Luckily, our father planned to visit and got a flight to Bocas during a brief break in the rain. Seeing the state of the island, our new tattoos, and the drained look on our faces from all the revelry, he made the executive decision to get us out of there and back to Louisiana immediately.
Years later, in 2010, after we’d returned home and settled back into normalcy, we received news that Cheryl had gone missing. Neighbors on the island became alarmed because they noticed she left her beloved pets unattended, something she’d never do, and called the authorities.
After questioning the locals, the Bocas police realized that other island residents had also gone missing. Shortly after neighbors reported Cheryl missing, they found her body buried in the backyard. She’d been murdered.
On July 26th, 2010, authorities arrested Bill Holbert and his girlfriend as they tried to cross the border into Nicaragua from Costa Rica. Wild Bill was charged with the murders of four adults, including Cheryl Hughes, and one child.
Between 2007 and 2010, Bill would kill and take over the properties of four different ex-pats in the area. Given the secretive nature of Bocas, it was the perfect hunting ground because people rarely asked questions.
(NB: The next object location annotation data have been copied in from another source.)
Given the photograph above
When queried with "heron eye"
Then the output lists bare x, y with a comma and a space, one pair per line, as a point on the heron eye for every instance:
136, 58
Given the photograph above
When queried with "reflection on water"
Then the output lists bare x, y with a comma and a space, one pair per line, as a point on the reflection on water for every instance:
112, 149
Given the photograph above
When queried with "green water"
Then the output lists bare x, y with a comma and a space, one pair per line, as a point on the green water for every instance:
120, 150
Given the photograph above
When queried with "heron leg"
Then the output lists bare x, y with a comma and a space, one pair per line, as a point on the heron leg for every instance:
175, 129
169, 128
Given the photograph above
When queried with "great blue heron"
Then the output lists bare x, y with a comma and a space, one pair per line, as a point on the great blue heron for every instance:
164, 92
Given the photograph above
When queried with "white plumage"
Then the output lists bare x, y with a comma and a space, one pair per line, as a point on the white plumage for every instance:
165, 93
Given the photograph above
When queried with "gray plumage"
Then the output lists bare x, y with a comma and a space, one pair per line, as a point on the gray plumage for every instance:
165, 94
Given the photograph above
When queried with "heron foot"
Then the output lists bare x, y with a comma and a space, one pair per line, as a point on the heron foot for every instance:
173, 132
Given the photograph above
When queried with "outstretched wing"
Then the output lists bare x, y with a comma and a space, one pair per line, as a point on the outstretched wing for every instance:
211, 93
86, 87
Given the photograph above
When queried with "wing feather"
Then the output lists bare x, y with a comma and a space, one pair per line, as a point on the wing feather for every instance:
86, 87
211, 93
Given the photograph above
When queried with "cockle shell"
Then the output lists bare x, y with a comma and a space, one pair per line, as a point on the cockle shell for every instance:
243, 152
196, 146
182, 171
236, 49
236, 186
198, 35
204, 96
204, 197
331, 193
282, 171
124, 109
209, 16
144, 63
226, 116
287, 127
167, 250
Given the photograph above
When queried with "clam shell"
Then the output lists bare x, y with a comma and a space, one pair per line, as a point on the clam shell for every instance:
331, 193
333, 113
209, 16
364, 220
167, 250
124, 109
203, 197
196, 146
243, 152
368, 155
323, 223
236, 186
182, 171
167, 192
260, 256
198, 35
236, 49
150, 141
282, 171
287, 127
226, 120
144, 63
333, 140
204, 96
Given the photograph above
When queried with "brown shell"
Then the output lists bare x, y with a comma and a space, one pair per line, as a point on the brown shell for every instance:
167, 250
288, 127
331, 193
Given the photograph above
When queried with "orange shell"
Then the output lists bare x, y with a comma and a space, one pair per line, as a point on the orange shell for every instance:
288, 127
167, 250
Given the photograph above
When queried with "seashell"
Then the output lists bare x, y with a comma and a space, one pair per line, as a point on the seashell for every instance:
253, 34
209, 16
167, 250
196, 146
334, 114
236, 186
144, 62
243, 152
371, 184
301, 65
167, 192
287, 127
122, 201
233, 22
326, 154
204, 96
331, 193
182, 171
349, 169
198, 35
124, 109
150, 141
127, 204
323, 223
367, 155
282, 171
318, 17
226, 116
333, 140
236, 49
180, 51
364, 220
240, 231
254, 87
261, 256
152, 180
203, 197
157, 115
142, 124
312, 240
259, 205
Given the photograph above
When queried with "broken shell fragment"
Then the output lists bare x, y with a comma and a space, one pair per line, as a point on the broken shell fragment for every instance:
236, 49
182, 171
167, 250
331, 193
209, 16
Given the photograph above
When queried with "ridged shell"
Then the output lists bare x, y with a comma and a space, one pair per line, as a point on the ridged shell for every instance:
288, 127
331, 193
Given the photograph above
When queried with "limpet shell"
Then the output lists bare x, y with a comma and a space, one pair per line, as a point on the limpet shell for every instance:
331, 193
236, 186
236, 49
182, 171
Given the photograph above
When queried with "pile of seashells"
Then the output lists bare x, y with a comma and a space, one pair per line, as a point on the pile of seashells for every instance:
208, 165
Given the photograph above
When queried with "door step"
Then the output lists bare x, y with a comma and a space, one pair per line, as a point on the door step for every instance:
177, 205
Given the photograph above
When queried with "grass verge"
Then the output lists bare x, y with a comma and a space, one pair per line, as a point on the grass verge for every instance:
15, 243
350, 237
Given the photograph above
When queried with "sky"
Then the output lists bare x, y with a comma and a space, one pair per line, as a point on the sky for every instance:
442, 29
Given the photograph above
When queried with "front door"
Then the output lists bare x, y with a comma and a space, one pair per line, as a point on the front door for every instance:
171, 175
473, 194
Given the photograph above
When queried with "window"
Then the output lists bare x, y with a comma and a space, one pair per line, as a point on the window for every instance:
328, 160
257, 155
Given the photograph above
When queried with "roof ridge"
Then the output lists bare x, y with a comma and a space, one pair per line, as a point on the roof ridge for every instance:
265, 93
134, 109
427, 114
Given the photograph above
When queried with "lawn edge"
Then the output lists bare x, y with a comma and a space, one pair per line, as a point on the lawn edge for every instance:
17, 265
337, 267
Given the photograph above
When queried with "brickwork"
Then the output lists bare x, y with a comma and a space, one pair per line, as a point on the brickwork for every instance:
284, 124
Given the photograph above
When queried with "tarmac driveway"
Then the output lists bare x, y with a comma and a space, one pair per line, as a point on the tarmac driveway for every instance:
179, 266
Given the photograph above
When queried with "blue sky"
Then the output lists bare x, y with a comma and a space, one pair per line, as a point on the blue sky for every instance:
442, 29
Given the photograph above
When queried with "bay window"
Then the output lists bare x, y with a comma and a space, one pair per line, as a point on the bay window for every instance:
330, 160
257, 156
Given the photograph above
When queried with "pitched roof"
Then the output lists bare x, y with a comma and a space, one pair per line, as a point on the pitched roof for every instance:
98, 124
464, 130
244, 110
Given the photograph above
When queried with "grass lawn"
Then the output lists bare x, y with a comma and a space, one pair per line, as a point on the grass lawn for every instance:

Everyone knew there was something off about Bill, but after Cher went missing, the inquiries started to pile up, and the walls started closing in.
In 2007, I met a serial killer. To my knowledge, he was the only one with whom I’d shaken hands. There was something off about Bill, but to be honest, I’ve met much more distasteful people in my life. I was much too intoxicated that entire trip to delve deeper into Bill and see what he was all about when I was there; I didn’t really care; I was there for the same reasons he was, well, not all of the same reasons.
I was on the run just like Bill was; I was a college dropout with no job, and I got sick of hearing what a loser I was, so I left. I felt like an outsider at the time, and I often shiver thinking how much I had in common with Wild Bill during that time in my life and that our paths would cross.
Bocas is a refuge of the damned, a tropical island of prisoners who built their cells long ago. There is no peace there but the peace you bring with you, and that will be shattered given enough time. Maybe had I not been so self-involved and wrapped in my failures, Cher would still be alive.